Mount Allison University administration does not want to give students a rebate on tuition because of a faculty strike that shut down classes for three weeks this winter.
In a statement released by the university president's executive group on Monday, the administration said its focus is on meeting individual needs and ensuring students are able to successfully complete their year.
Student leaders had lobbied for a financial rebate similar to what was provided to students at the University of New Brunswick, who also saw three weeks of classes cancelled due to a faculty strike this winter.
The final decision on whether to issue a rebate rests with the university's board of regents at an upcoming meeting in May.

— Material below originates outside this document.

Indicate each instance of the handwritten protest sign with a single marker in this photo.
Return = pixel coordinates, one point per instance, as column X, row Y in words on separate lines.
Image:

The university says it decided not to give a tuition rebate for several reasons:
- The labour disruption did not change the end goals of the university;
- The university will meet its responsibility to provide high quality education and experience to prepare students for the next step in their lives;
- Tuition fees are not set according to the number of hours in the classroom, but for the course being delivered;
- A refund would only be applicable if a course or term was cancelled.
The university said tuition covers a wide rage of services provided to students and in-class instruction is only one of the many things paid for through student tuition fees.
The university library, wellness centre, counselling services and academic supports are among the non-class based programs and services funded through tuition, said the university.
While the Mount Allison Students' Union has stated the university saved $856,948 in unpaid salaries over the course of the strike, the university said the final costs of the strike aren't yet known.
A number of financial issues will be settled through binding arbitration.
"Mount Allison will not make a policy or financial decision that adversely affects the university’s future," stated the university's release.
"Given budget realities, any rebate would eventually have to be financed by diminished student services or increased fees in the future."
Students' union president Melissa O'Rourke said student will lobby the board of regents to overturn the administration's recommendation when it meets in May.
"We are extremely disappointed that the university is recommending against a rebate," said O'Rourke.
"It is our intention to continue to apply pressure and support the proposal. After receiving over 500 letters from students, parents and alumni, it has become clear that a rebate is what the greater Mount Allison community wants."